The economy stagnates in Q1
The February storms and the initial impact of the conflict in the Middle East contributed to the stagnation of GDP in the first three months of the year. In the absence of the breakdown by component, the first GDP estimate indicates that consumption slowed, while investment accelerated sharply after the contraction of Q4 2025. Despite the positive contribution of domestic demand to growth, the contribution of foreign demand was negative due to the recovery of imports, probably linked to capital goods. In year-on-year terms, GDP grew by 2.3% (vs. 1.9% in Q1). The data highlight the adverse impact of heightened geopolitical risks and higher energy prices, which could continue to weigh down economic activity over the coming months, in a context marked by the deterioration of household disposable income and higher financing costs. Domestically, these factors could weigh on consumption and investment decisions, while in the international sphere, we expect an increase in the energy deficit and a slowdown in exports.

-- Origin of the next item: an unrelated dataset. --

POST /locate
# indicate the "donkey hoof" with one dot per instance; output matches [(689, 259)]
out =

The April data confirms a bleak outlook for Q2
The European Commission’s economic sentiment indicator fell to 100.4 points in April (just above the historical average of 100), due to a sharp drop in consumer and industrial sector confidence. On the other hand, headline inflation rose by 0.7 pps versus March and stood at 3.4%. More than 40% of the increase in the headline CPI is explained by the sharp rise in energy inflation (+11.7% year-on-year) and that of unprocessed foods (+7.5%). Underlying inflation also rose, albeit more moderately, to 2.2% (+0.2 pps).
Employment continued to grow in Q1, albeit at a slower pace
In Q1, the unemployment rate stood at 6.1% (+0.3 pps versus Q4 2025). Employment continued to grow in Q1 (2.3% year-on-year) – a positive sign, but with a slowdown relative to 2025 (3.2% for the year as a whole). The latest surveys show that firms remain optimistic about the employment outlook, particularly in construction, services and trade.
Storms and the war in Iran, with a negative fiscal impact
In its latest report, the government anticipates a balanced budget for 2026, compared to the surplus of 0.1% of GDP included in the 2026 general government budget. The revision is justified by the storms that battered the country at the beginning of the year, coupled with the conflict in the Middle East. The cabinet believes that the public accounts will remain compliant with European fiscal rules, allowing the public debt ratio to continue to decline (estimated at –2.1 pps in 2026) amid an economic slowdown.